Kündigung eines Totengräbervertrags wegen Störung der Totenruhe

Ein ungewöhnliches Urteil: Wegen des versehentlichen Aushubs eines falschen Grabes und der Entsorgung der dort befindlichen Leiche in einem Abfallcontainer ist eine fristlose Kündigung des Totengräber- und Friedhofsgärtnervertrages durch die Kirchengemeinde ohne vorherige Abmahnung nicht gerechtfertigt.

In einem etwas kuriosen Fall hatte das OLG Düsseldorf über die Kündigung eines Grabpflege- und Totengräbervertrags mit einem Friedhofsgärtner durch die Kirchengemeinde zu entscheiden. Ein Mitarbeiter des Friedhofsgärtners hatte sich der Störung der Totenruhe schuldig gemacht.

Langjähriges Vertragsverhältnis als Totengräber und Friedhofsgärtner

Der Kläger ist Friedhofsgärtner und hatte über die Dauer von ca. 25 Jahren seinen Firmensitz am Rande des von der Kirchengemeinde betriebenen Friedhofs. Er betrieb dort einen Blumenladen und war mit schriftlichem Vertrag aus dem Jahr 2008 von der Kirchengemeinde mit den Arbeiten eines Friedhofsgärtners und Totengräbers betraut. Im September 2016 hatte die Kirchengemeinde den Kläger beauftragt, ein Grab für eine kurz bevorstehende Beerdigung auszuheben. Es handelte sich um eine Familiengrabstätte mit einem Dreifachgrab, von denen das mittlere ausgehoben werden sollte, um dort ein kürzlich verstorbenes Familienmitglied beizusetzen.
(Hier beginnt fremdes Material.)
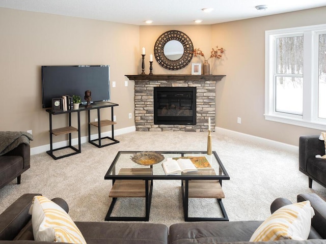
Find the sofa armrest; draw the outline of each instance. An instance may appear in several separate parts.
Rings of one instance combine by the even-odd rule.
[[[292,204],[292,202],[287,198],[279,197],[277,198],[270,204],[270,214],[273,214],[279,208],[286,205]]]
[[[307,160],[317,155],[325,154],[323,141],[319,135],[301,136],[299,138],[299,170],[307,172]]]
[[[21,156],[24,162],[24,168],[30,167],[31,161],[31,146],[21,143],[4,155],[7,156]]]
[[[315,216],[311,221],[311,225],[322,237],[326,239],[326,202],[315,193],[299,194],[297,202],[309,200],[315,210]]]
[[[12,240],[31,220],[32,201],[37,194],[22,195],[0,215],[0,240]]]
Leichnam im Abfallcontainer entsorgt

Der Friedhofsgärtner beauftragte einen seiner Mitarbeiter mit den Ausgrabungsarbeiten. Bei der Auftragserteilung kam es zu einem folgenschweren Missverständnis, infolgedessen der Mitarbeiter statt des mittleren das linke Grab aushob.

Die Arbeiten wurden mit einem kleinen Bagger durchgeführt. Hierbei stieß der Mitarbeiter auf nicht verrottete Sargteile, die er zusammen mit dem Erdaushub in einen Abfallcontainer beförderte. Streitig war zwischen den Parteien, ob der Mitarbeiter hierbei bemerkte, dass er zusammen mit dem Erdaushub auch eine weibliche, im Jahr 2010 bestattete Leiche in dem Abfallcontainer entsorgte.

Witwer findet Leiche seiner Frau im Abfallcontainer

Vor der für den Folgetag vorgesehenen Beerdigung erschien der Witwer der im Jahr 2010 bestatteten Frau und wollte vom Friedhofsverwalter wissen, wo sich der Leichnam seiner Frau befinde. Nach einigem Hin und Her wurde der verschlossene Abfallcontainer geöffnet und dort der Leichnam der verstorbenen Frau des Witwers aufgefunden.

Sofortige Kündigung des Gärtner- und Totengräbervertrages

Diesen Vorfall nahm die Kirchengemeinde zum Anlass, den im Jahr 2008 geschlossenen Vertrag mit dem Friedhofsgärtner fristlos zu kündigen und ihn aufzufordern, seinen Firmensitz sofort zu räumen und die Friedhofsgärtnerei zu verlassen. Die Kirchengemeinde vertrat die Auffassung, dass die Störung der Totenruhe auf dem Friedhof eine dermaßen schwerwiegende Verletzung der Pflichten aus dem bestehenden Vertragsverhältnis war, dass auch eine einmalige Verfehlung eine sofortige Kündigung des Vertragsverhältnisses rechtfertige.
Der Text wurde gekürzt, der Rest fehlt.